To add html highlighting to this group execute the following commands
unlet b:current_syntax
syntax include #HTML syntax/html.vim
syn region HtmlEmbeddedInCoffeeScript start="" end=""
\ contains=#HTML containedin=coffeeHereDoc
Since vim complains about recursion if you add these lines to coffee.vim i would go with an autocommand:
function! Coffee_syntax()
if !empty(b:current_syntax)
unlet b:current_syntax
endif
syn include #HTML syntax/html.vim
syn region HtmlEmbeddedInCoffeeScript start="" end="" contains=#HTML
\ containedin=coffeeHereDoc
endfunction
autocmd BufEnter *.coffee call Coffee_syntax()
I was also running into various issues while trying to get this to work. After some experimentation, here's what I came up with. Just create .vim/after/syntax/coffee.vim with the following contents:
unlet b:current_syntax
syntax include #HTML $VIMRUNTIME/syntax/html.vim
syntax region coffeeHtmlString matchgroup=coffeeHeredoc
\ start=+'''\\(\\_\\s*<\\w\\)\\#=+ end=+\\(\\w>\\_\\s*\\)\\#<='''+
\ contains=#HTML
syn sync minlines=300
The unlet b:current_syntax line disables the current syntax matching and lets the HTML syntax definition take over for matching regions.
Using an absolute path for the html.vim inclusion avoids the recursion problem (described more below).
The region definition matches heredoc strings that look like they contain HTML. Specifically, the start pattern looks for three single quotes followed by something that looks like the beginning of an HTML tag (there can be whitespace between the two), and the end pattern looks for the end of an HTML tag followed by three single quotes. Heredoc strings that don't look like they contain HTML are still matched using the coffeeHeredoc pattern. This works because this syntax file is being loaded after the syntax definitions from the coffeescript plugin, so we get a chance to make the more specific match (a heredoc containing HTML) before the more general match (the coffeeHeredoc region) happens.
The syn sync minlines=300 widens the matching region. My embedded HTML strings sometimes stretched over 50 lines, and Vim's syntax highlighter would get confused about how the string should be highlighted.
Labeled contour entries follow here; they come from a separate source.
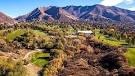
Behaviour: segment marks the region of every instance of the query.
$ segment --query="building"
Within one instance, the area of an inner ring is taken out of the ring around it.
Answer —
[[[93,32],[91,30],[89,30],[89,31],[78,31],[77,34],[88,37],[88,36],[93,35]]]

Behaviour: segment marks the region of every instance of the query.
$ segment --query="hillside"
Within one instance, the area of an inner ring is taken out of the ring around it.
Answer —
[[[4,13],[0,12],[0,24],[3,24],[3,23],[13,24],[15,23],[15,20],[5,15]]]
[[[116,21],[135,23],[135,11],[103,5],[40,7],[31,13],[16,18],[18,21]]]

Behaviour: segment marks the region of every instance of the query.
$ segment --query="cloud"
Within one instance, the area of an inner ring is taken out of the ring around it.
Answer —
[[[135,0],[102,0],[100,4],[105,6],[115,6],[120,3],[126,3],[127,5],[133,4]]]
[[[135,11],[135,7],[131,7],[129,8],[129,10]]]
[[[126,3],[126,4],[132,4],[132,3],[134,3],[134,1],[135,1],[135,0],[125,0],[125,3]]]

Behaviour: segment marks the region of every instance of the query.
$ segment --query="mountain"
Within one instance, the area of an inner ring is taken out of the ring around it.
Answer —
[[[5,15],[4,13],[0,12],[0,24],[14,24],[15,20],[11,17]]]
[[[134,22],[135,11],[130,11],[118,7],[103,5],[93,6],[66,6],[66,7],[41,7],[36,8],[31,13],[17,17],[18,21],[117,21],[117,22]]]

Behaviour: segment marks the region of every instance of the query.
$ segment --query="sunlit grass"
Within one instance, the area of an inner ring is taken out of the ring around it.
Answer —
[[[26,33],[26,31],[27,31],[27,30],[25,30],[25,29],[18,29],[18,30],[15,30],[15,31],[13,31],[13,32],[11,32],[11,33],[9,33],[9,34],[7,35],[7,40],[8,40],[9,42],[12,42],[17,36],[23,35],[24,33]]]
[[[111,46],[122,46],[122,44],[127,44],[125,41],[119,41],[117,39],[107,38],[105,35],[100,34],[98,29],[96,30],[95,35],[96,35],[95,38],[97,40]]]
[[[128,59],[128,64],[130,66],[135,66],[135,48],[128,48],[125,56]]]

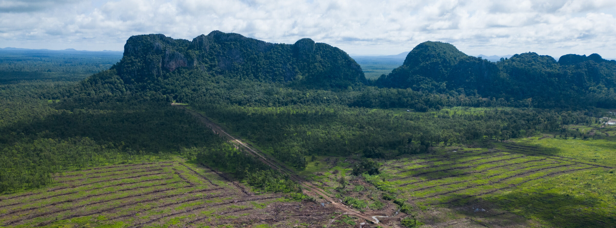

For complete surety you could use syn sync fromstart, but for large files this could theoretically be slow (I didn't try it).
The recursion problem originally experienced by #heartbreaker was caused by the html.vim script that comes with the vim-coffeescript plugin (I'm assuming that was being used). That plugin's html.vim file includes the its coffee.vim syntax file to add coffeescript highlighting to HTML files. Using a relative syntax include, a la
syntax include #HTML syntax/html.vim
you get all the syntax/html.vim files in VIM's runtime path, including the one from the coffeescript plugin (which includes coffee.vim, hence the recursion). Using an absolute path will restrict you to only getting the particular syntax file you specify, but this seems like a reasonable tradeoff since the HTML one would embed in a coffeescript string is likely fairly simple.